Tuzobús, cuenta regresiva

La cuenta regresiva para el Tuzobús inicia esta semana y ya podemos precisar algunos temas a vigilar desde el próximo domingo 16 de agosto, fecha en que será puesto en operaciones.

Para empezar, lo más importante es como será el proceso de adaptación con la gente, los usuarios, que al final son los clientes del servicio, los que con su dinero pagarán por la sustentabilidad del transporte.

Si el cliente no quiere, ni como hacerle para que esto funcione. Preferirán usar otro medio de transporte e incluso gastar el recurso de otra forma. Ante ello, como en todo producto y servicio que se lanza al mercado, es en la calidad del mismo que se logra un nivel de satisfacción y preferencia que al final derivan en mayores índices de consumo y por ende, ganancias al prestador.

Y es que, seamos sinceros, si el Tuzobús se tratara de un servicio ofertado por una empresa particular o una marca popular, el proceso de aceptación sería menos espinoso que el actual, al tratarse de una determinación del gobierno.

Ahora, en segundo término está el cómo aceptarán los no usuarios al sistema. Esto es, la nueva cultura vial que se tendrá que dar -ésta sí a fuerza- con las disposiciones de tránsito,  multas y sanciones.

Como primer foco a cuidar está el tema de la invasión del carril confinado, algo que ya se sabe que es sancionado, que será una falta al reglamento de tránsito y que es una actitud mala. Aún así sabemos que habrá quienes lo hagan,  quienes se metan al carril del Tuzobús, quienes enajenados al volante trompiquen entre la señalización, la separación, que causen accidentes y percances. Es algo inevitable. Aquí es donde el área responsable del tránsito capitalino tendrá que hacer labor preventiva, de mucha información para socializar la cultura del buen manejo que tanta falta le hace no sólo a Pachuca sino a prácticamente todas las ciudades congestionadas de México.

En tercer punto está lo que ya en el período de gracia comience a generar el nuevo sistema de transporte.

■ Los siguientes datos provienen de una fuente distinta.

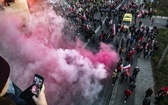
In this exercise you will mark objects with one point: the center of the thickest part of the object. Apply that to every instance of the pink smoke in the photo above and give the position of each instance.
(72, 74)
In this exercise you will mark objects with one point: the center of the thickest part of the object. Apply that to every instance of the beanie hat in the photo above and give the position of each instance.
(4, 72)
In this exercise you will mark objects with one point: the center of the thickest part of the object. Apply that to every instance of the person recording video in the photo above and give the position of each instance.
(4, 84)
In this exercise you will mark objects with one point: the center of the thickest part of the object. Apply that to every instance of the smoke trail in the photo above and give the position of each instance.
(72, 74)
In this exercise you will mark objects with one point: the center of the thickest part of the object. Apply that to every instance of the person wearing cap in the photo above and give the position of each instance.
(135, 71)
(4, 83)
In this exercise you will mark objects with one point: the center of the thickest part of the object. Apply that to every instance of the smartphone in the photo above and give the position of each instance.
(37, 84)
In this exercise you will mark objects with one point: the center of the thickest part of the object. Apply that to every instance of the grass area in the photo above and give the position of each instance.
(161, 74)
(161, 8)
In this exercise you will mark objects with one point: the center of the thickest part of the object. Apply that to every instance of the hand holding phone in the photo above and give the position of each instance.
(41, 100)
(37, 84)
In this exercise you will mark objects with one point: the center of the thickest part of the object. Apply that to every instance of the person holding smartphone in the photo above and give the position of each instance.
(4, 83)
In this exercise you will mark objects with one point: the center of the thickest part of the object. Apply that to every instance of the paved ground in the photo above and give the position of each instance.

Para ciudades como Bogotá, en Colombia, de donde se tomó buena parte de la idea para el Tuzobús, se dice que el uso del BTR a saturado las principales vialidades de la ciudad al grado de que ya es insuficiente; en el DF, donde el Metrobús lleva una década en servicio y también está al borde de una saturación que hará necesaria una estrategia para su mejoramiento.

En Pachuca, hasta no ver de qué forma se llenarán las vialidades o los puntos de mayor afluencia, no se podrá tener una idea de qué planes tener para mejorar el servicio e ir lo perfeccionando ante el caos vial que -por ejemplo- ya se hace en la entrada a Pachuca sobre la carretera y en puntos medulares como el cruce con Colosio y su llegada al Centro de la ciudad.